ISLAMTODAY ID-UEA sedang menyelesaikan peluncuran bandara Al-Makha baru di provinsi Taiz Yaman yang dilaporkan akan berfungsi sebagai pangkalan operasi militer Emirat yang disamarkan sebagai bandara sipil.
Bandara militer baru, yang menggantikan bekas pangkalan Emirat di Eritrea, akan berfungsi sebagai pusat pasokan logistik.
Bandara tersebut berfungsi sebagai pengganti pangkalan Emirat di Eritrea, yang dibongkar oleh negara Teluk itu tahun lalu dalam upaya untuk memperkuat kehadirannya di Yaman sebagai bagian dari koalisi pimpinan Saudi, serta untuk menghindari kecurigaan AS.
Pangkalan di Eritrea juga dulunya digunakan untuk melancarkan operasi udara dan laut melawan militer Yaman.
Sepanjang September dan Oktober tahun ini, sejumlah pesawat kargo militer C-130 Hercules UEA mendarat di bandara Al-Makha, menunjukkan perannya sebagai pusat pasokan logistik.
Bandara sepanjang tiga kilometer ini dirancang untuk menerima pesawat kargo militer dengan kapasitas muat hingga 130 ton.
Menurut penduduk setempat, sebuah pesawat milik LSM Doctors Without Borders difoto dan difilmkan melakukan pendaratan di landasan pacu selama peluncuran bandara – yang berlangsung pada 24 November – untuk menghadirkan fasilitas tersebut sebagai bandara sipil yang dimaksudkan untuk meringankan krisis kemanusiaan negara itu.
Bandara ini kekurangan beberapa aspek terpenting dari bandara sipil dan komersial reguler, seperti menara kontrol, perangkat komunikasi, dan landasan pacu yang diperluas untuk lepas landas dan mendarat dengan aman.
Tariq Salah, anggota Dewan Pimpinan Presiden (PLC) yang didukung Saudi, menyebut bandara Emirat sebagai “portal baru” untuk mengurangi “isolasi” warga Yaman di Taiz, yang saat ini dikepung oleh gerakan perlawanan Ansarallah karena untuk kepentingan militer strategisnya.
“Ini adalah proyek pembangunan strategis yang akan membantu Taiz dan Hodeidah serta daerah sekitarnya lainnya,” ungkap Hassan Taher, gubernur Hodeidah yang didukung koalisi, saat peluncuran bandara, seperti dilansir dari The Cradle, Jumat (25/11).
Sejak berakhirnya gencatan senjata kemanusiaan yang ditengahi PBB di Yaman pada 2 Oktober, telah terjadi keadaan yang relatif tenang antara Ansarallah, Angkatan Bersenjata Yaman, dan koalisi pimpinan Saudi, meskipun sering terjadi kekerasan sporadis.

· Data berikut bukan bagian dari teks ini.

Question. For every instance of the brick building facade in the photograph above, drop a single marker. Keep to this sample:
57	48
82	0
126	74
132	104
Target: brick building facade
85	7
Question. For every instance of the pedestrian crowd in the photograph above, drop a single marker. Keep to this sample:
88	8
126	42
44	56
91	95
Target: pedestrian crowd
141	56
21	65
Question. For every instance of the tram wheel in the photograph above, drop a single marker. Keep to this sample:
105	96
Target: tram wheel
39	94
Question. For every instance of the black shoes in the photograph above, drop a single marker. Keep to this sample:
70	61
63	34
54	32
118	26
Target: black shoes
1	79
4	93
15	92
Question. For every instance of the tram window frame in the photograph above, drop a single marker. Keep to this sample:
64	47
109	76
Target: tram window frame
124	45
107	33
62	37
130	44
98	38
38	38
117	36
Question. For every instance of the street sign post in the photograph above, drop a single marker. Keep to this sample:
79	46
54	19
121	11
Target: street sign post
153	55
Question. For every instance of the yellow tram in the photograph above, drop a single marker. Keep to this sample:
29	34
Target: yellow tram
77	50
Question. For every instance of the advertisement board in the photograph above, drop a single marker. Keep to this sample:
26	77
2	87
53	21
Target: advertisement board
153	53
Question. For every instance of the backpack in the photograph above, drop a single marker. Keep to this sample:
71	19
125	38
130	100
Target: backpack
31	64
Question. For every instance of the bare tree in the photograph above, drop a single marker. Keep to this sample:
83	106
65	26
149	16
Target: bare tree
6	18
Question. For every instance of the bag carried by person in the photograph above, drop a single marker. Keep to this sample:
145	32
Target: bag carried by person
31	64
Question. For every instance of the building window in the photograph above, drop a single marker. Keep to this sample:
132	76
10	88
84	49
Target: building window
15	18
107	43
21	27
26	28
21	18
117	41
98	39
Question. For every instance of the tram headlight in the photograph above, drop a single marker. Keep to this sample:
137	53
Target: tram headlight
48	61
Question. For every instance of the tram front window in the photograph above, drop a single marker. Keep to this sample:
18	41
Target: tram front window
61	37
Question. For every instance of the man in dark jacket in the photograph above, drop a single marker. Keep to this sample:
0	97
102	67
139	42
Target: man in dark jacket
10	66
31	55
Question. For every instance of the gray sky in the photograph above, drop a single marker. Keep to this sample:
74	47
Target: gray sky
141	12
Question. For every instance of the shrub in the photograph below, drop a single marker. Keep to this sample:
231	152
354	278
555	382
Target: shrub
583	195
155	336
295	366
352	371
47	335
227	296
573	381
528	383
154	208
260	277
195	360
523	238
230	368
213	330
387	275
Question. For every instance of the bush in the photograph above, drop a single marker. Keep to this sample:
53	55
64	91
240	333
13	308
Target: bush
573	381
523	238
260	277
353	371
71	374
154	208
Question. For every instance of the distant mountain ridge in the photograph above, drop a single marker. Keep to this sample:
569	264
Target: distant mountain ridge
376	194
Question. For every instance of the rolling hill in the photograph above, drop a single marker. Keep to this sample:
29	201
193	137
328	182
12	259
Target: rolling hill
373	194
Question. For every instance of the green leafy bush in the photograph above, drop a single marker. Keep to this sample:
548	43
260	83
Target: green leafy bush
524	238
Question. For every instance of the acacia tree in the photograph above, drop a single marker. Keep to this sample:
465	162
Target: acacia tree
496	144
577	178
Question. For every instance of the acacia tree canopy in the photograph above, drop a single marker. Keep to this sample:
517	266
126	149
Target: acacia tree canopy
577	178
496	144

Selama periode ini, Abu Dhabi telah berusaha untuk mengkonsolidasikan kekuatan militernya melalui berbagai kesepakatan senjata, dan melanjutkan kolaborasinya dengan Israel untuk mengubah pulau Socotra di Yaman menjadi pusat operasi militer dan intelijen.
Sementara bandara Al-Makha hampir sepenuhnya beroperasi, koalisi pimpinan Saudi terus mencegah dimulainya kembali penerbangan dari Bandara Internasional Sanaa.